志美(しび)・・・明治43年から昭和53年版まで掲載。
アイヌ語「シピシピウシ」で木賊(とくさ)の多いところの意味。石狩川茨戸川に囲まれた地域で昭和52年まで小学校もありました。現在は行政区名称として地名が残っており11世帯22人(平成20年3月)が住んでいます。ここには縄文時代後期の遺跡群「志美遺跡」があり、昭和53(1978)年に調査が行われました。

来札(らいさつ)・・・明治29年から昭和63年版まで掲載。
アイヌ語「ライ・サツ」で乾くの意味。死んで干上がった川・古川をさす。石狩川の河口右岸にあった地名で、明治18年江別対雁(ついしかり)から樺太アイヌがこの地に移住し居住区があったが、同39年に樺太が日本領になったことから再移住しました。明治末期に五の沢から送油管が建設されことから、昭和12、26年版には、石油タンクが見られます。
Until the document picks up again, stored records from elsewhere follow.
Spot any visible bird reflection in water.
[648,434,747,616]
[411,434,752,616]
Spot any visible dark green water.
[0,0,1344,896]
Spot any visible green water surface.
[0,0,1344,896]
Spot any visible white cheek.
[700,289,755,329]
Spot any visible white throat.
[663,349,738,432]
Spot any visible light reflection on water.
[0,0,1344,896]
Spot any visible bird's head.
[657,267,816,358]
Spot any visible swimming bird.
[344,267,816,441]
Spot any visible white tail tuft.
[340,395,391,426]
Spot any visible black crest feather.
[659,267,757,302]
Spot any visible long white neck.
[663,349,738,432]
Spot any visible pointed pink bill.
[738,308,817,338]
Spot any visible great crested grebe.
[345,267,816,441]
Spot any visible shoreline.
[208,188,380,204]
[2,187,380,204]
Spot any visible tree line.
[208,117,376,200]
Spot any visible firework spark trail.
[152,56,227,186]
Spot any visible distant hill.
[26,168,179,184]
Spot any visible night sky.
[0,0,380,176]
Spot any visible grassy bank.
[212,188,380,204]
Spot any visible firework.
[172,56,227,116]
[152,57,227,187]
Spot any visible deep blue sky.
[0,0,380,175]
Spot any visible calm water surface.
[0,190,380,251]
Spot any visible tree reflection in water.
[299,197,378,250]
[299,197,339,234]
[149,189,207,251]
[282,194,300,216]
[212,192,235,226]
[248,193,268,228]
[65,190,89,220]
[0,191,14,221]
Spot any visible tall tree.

八ノ沢(はちのさわ)・・・大正7年から昭和32年版まで掲載。
知津狩(しらつかり)川の支流にあった小沢につけられた地名で、大正7年版には「五ノ澤」「八ノ澤」「九ノ澤」が記載されています。かつて「八ノ沢」は石狩油田の中心地で、安政5(1858)年に油田を確認、明治36年から本格的に採掘が行われ、最盛期の昭和4年には年間産油量1万kl、油井188抗、従業員250人を超える規模となりました。しかし産油量の減少により昭和35年油田の歴史を終えました。地域には小学校も設置されていました。
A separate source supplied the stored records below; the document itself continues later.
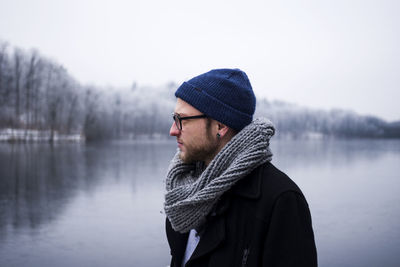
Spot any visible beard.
[179,124,219,164]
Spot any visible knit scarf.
[164,118,275,233]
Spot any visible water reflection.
[0,140,400,267]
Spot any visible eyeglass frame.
[172,113,208,131]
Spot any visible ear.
[218,122,229,137]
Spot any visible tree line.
[0,42,400,141]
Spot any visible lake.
[0,139,400,267]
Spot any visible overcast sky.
[0,0,400,121]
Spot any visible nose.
[169,122,180,136]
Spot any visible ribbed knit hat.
[175,69,256,131]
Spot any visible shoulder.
[232,162,303,200]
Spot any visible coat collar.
[188,216,225,263]
[230,164,265,199]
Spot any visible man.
[164,69,317,267]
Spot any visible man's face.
[169,98,218,164]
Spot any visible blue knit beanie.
[175,69,256,131]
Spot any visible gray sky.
[0,0,400,121]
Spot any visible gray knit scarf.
[164,118,275,233]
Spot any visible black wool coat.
[166,162,317,267]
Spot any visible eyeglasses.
[172,113,207,131]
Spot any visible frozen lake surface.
[0,139,400,267]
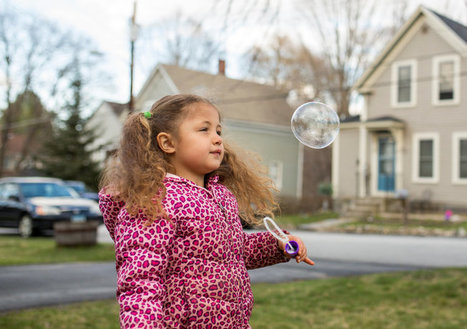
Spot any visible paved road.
[0,228,467,312]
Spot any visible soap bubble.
[291,102,339,149]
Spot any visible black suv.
[0,177,102,237]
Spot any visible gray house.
[332,7,467,213]
[88,64,305,202]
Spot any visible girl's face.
[164,103,224,186]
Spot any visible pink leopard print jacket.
[99,175,288,329]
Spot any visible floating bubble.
[291,102,339,149]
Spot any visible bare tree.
[137,12,221,72]
[243,35,327,105]
[302,0,406,116]
[0,2,108,175]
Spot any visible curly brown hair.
[100,94,278,224]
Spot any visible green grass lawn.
[340,217,467,234]
[0,236,115,266]
[0,268,467,329]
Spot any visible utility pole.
[128,0,138,113]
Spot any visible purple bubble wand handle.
[263,217,299,257]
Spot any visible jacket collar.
[164,173,219,191]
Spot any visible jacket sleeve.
[100,191,173,329]
[99,189,124,241]
[116,215,173,329]
[243,232,290,270]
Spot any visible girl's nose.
[213,133,222,144]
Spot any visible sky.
[6,0,467,111]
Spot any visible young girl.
[100,95,311,329]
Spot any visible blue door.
[378,136,396,192]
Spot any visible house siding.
[356,13,467,207]
[223,120,300,198]
[333,128,359,199]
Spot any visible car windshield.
[65,182,86,193]
[18,182,77,198]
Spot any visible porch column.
[391,128,404,191]
[357,95,369,198]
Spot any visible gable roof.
[353,6,467,93]
[429,9,467,42]
[138,64,293,126]
[104,101,128,116]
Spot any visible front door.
[378,136,396,192]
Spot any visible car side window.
[0,183,19,201]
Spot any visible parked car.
[65,180,99,202]
[0,177,102,237]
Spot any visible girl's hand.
[278,235,315,265]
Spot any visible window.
[452,132,467,184]
[412,133,439,183]
[269,160,283,191]
[433,55,460,105]
[391,60,417,107]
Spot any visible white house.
[333,7,467,213]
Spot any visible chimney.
[217,59,225,75]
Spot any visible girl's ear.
[156,133,175,154]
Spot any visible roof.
[353,6,467,93]
[144,64,293,126]
[104,101,128,116]
[0,176,63,184]
[429,9,467,42]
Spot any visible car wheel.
[18,215,33,238]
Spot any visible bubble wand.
[263,217,314,265]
分部越(ふんべこえ)・・・大正7年から昭和48年版まで掲載。
アイヌ語「フンペ・オイ」で鯨のいるところの意味。鯨が獲れたことからついたと思われる。樽川(たるかわ)10線にあったことから、地元では「十線浜」と呼び海水浴場として親しまれました。昭和48年から始まった石狩湾新港の建設により地名は消え、現在は「新港中央」となっています。

鯨塚(くじらづか)・・・明治29年から大正7年版まで掲載。
石狩のこの地名の由来は不詳。一般には漁村において岸に打ち上げられた鯨をまつった塚のことで、愛知県西予(せいよ)市など全国で見られます。鯨を食料として救われたり、潤ったりしたことへの感謝や追悼の意味で塚を建てたことからこの地名が生まれたといわれています。ここから南西の海岸には鯨にちなんだ「分部越」がありました。